His groups has a plan: "The detrimental effects of the loss of intestinal worms, called helminths, caused by factors such as toilets and water treatment facilities can be readily reversed by domestication of select helminth species and artificial enrichment of the human body with those organisms. Considerable evidence supports the view that such an effort would greatly reduce the burden of allergy, autoimmunity and probably neuropsychiatric disorders currently experienced in high-income countries. It also seems very likely that these efforts would decrease the likelihood of having adverse reactions to infections with a wide range of viruses, including SARS-CoV-2. Work in the field of helminth therapy indicates that current trials based on pharmaceutical models fail to take into account critical issues, including individual-to-individual variation in the effective dose, risk/benefit ratios when selecting helminth species and the importance of specific husbandry conditions when cultivating and preserving helminths. Trials need to be conducted with appropriate methods of production of helminths, dosing regimens designed for helminth therapy and rational selection of helminth species. Although benign helminths are currently available for human testing, interest in conducting clinical trials is hampered by high costs and intellectual property issues. Given that therapies based on naturally occurring organisms cannot be patented, financial incentives for moving forward are lacking. In general, governments and research organizations need to focus on disease prevention by dealing with evolutionary mismatches rather than treatment of disease solely using pharmaceutical approaches. This principle applies to many facets of modern medicine, including how we deal with the adverse effects of the loss of helminths on our immune system."

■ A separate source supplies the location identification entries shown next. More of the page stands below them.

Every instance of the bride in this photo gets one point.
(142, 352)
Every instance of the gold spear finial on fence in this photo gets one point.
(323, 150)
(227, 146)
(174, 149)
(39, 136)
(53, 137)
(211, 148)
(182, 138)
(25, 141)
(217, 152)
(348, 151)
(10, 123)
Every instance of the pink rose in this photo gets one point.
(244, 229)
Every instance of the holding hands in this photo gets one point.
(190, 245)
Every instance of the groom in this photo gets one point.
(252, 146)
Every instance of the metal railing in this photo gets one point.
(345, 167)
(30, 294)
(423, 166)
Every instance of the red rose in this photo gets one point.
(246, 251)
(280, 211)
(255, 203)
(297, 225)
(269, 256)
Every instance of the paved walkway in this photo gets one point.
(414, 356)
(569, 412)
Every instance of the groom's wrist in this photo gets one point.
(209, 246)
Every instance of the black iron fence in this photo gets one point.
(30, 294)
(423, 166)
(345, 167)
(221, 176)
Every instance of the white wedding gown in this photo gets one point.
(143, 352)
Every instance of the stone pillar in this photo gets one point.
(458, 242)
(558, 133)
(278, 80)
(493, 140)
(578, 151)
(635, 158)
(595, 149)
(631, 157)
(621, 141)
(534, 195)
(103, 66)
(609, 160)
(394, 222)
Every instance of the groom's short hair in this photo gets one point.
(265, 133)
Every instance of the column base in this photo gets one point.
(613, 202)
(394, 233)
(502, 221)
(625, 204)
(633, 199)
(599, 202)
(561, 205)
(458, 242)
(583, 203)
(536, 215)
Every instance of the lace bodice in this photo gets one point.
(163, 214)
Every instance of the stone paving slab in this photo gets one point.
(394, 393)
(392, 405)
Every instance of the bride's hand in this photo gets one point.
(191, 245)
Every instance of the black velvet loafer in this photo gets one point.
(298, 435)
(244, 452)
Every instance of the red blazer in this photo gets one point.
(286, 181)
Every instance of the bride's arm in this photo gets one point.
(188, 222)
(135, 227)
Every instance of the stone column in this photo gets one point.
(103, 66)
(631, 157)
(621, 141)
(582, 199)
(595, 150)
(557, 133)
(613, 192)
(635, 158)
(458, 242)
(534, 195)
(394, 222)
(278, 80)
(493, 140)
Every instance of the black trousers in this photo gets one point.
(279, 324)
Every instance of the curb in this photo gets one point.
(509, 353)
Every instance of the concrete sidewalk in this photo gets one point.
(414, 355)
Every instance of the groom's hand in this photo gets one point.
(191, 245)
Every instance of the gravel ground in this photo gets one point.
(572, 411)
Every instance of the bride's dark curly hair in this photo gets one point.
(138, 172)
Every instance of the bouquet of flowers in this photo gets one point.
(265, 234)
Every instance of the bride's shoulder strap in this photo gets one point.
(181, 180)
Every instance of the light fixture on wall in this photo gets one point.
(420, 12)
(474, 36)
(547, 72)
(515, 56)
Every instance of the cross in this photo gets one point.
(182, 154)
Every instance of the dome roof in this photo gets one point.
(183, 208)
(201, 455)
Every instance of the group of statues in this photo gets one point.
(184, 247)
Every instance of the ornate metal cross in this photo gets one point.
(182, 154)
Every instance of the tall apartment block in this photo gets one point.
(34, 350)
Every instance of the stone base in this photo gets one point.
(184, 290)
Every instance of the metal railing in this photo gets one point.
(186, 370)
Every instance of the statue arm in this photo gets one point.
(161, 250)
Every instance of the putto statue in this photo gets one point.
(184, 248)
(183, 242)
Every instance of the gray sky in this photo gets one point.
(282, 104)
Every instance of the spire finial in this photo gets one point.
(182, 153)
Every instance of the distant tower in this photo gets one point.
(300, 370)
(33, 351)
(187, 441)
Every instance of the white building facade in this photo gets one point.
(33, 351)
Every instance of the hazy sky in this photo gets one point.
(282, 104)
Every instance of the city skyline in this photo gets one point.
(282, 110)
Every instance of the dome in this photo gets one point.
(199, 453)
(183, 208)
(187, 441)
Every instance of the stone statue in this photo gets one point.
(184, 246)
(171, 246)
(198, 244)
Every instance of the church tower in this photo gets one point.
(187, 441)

He also had some timely question and answer type responses here:
"Will one or two years of social distancing for COVID-19 ‘crash our immune system’? No. The loss of particular organisms from within our bodies due to widespread use of sewage treatment facilities and water purification plants does indeed damage immune function and could lead to chronic inflammatory diseases and probably adverse reactions to viruses such as SARS-CoV-2. However, reducing personal hygiene would have no effect on this problem."

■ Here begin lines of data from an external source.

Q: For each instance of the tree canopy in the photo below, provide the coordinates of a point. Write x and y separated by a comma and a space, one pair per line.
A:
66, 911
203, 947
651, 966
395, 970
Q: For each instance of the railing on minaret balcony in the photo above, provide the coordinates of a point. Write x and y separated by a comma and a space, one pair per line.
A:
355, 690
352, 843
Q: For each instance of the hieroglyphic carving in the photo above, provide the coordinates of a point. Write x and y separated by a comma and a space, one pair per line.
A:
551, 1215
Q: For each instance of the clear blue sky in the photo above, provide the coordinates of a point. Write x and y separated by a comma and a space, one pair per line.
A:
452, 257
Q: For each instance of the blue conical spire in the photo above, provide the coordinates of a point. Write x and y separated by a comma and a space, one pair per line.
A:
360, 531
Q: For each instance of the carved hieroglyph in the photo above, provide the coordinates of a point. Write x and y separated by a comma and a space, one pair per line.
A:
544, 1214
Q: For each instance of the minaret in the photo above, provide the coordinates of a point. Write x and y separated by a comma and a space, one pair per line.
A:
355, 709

"Is it possible to restore specific lost species in our body and simultaneously maintain hygiene to avoid pandemics of infectious disease? The answer is absolutely yes—in theory. There is no evidence to suggest that we need to be exposed to disease causing organisms to have the appropriate array of organisms in our body for healthy immune function. We can domesticate the organisms we need and introduce them artificially. Long-standing evidence indicates that exposure to selected intestinal worms will be effective at reducing disease without causing health problems, if that solution can be implemented."
"What about the gut microbiota, the bacteria? Can we use bacteria to help restore healthy immune function to our bodies? The answer is unknown. Our diets are the major drivers of the microbiota community composition, and we don’t know if it’s possible to fix our microbiota without fixing our diets. Further, we do not know how important alterations in the microbiota are in terms of a causative agent of chronic inflammatory disease."
Well, that is a mouthful. However, after 3 plus years of deep study of the immune system, Covid and humans, I think that Dr. Parker is onto a big part of the puzzle. I am, as you know, convinced that diet is a humungous piece of the immune solvency question. I also believe that humans are missing friends in the microbial and macrobial zones of life. I also believe that toxins are a piece of the immune dysfunction puzzle. So much to ponder here.